In our article Facebook, Cambridge Analytica and the ICO we consider some of the implications of the high profile investigation by the ICO into the harvesting of data from Facebook, which was then passed to Cambridge Analytica and allegedly used for political means.
D&O insurers in particular will be watching developments with interest. Data is a valuable commodity, and corporate entities, along with their management and their insurers, expose themselves to significant risk if they fail to secure data and/or have inadequate processes in place to respond to a breach. Compliance teams should have been working hard for some time, in order to ensure compliance with the GDPR by 25 May 2018 (see our GDPR microsite).
Potential issues for D&O insurers come to the fore when data breaches result in claims and complaints - events such as the recent Morrisons litigation and the political and media frenzy now surrounding Facebook highlight the potential issues for senior management of affected entities.
Cover under a D&O policy might be triggered by:
- Regulatory investigations: The ICO is investigating Facebook and Cambridge Analytica, and the FCA and other regulators around the world may well take an interest.
- Political inquiries: Mark Zuckerberg, CEO of Facebook, has been called before the Parliamentary Select Committee conducting an inquiry into Fake News.
- Litigation: Claims have already been brought in the US both by a Facebook user, alleging violation of privacy, and by multiple investors who are seeking damages for losses allegedly suffered after Facebook’s stock price plummeted following disclosure of the data misuse. Both actions have the potential to become large class actions, should the US court certify them as class actions, in which case the defence costs and, therefore, potential exposure for D&O insurers, could be significant.

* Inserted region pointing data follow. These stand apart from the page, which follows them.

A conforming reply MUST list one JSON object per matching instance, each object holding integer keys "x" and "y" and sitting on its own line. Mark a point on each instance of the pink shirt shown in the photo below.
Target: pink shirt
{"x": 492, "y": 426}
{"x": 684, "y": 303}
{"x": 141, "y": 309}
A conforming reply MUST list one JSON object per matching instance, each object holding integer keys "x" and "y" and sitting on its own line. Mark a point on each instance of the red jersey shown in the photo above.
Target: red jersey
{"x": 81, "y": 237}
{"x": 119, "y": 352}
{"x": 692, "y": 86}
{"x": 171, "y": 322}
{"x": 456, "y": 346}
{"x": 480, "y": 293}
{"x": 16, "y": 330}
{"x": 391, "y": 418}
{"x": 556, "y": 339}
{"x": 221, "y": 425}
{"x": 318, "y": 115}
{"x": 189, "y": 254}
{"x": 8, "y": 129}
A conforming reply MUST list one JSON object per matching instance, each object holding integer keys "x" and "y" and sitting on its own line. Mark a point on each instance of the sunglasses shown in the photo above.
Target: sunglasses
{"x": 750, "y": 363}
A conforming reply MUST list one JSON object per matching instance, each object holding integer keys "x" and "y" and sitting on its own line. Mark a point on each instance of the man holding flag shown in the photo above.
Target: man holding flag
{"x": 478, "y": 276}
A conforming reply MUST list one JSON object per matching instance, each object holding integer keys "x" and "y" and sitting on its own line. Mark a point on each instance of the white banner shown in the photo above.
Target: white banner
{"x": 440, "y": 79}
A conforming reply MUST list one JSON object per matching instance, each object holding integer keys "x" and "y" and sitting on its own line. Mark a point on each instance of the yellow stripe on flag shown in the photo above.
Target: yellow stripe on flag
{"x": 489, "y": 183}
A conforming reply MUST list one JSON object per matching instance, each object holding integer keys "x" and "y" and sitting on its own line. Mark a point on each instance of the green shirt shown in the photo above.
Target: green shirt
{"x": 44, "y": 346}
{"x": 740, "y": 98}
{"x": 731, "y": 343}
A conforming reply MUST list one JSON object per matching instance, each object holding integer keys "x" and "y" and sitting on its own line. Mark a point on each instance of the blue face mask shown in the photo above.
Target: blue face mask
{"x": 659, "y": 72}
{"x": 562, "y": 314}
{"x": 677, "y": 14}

Of further interest to insurers may be the potential “contamination” that this enquiry initiates. The whistleblower at the centre of the unfolding scandal has suggested that many other third parties (including app developers) were exploiting the same terms that Cambridge Analytica used to its advantage. We would expect developers and other businesses operating within the digital sphere to be warily considering the extent of their use of (Facebook) data and potentially notifying circumstances.
Generally, the scandal comes at an interesting time, so close to 25 May 2018. It will be interesting to see what claims and circumstances insurers will have to consider in the face of an increasing combative ICO, public and parliamentary outrage regarding the exploitation of data, and a scandal that highlights exactly how personal data can be turned into profit and political leverage.
We anticipate the landscape of privacy claims will be shaped by these events in the years to come. Insurers will increasingly have to understand the value of data and the risks it presents.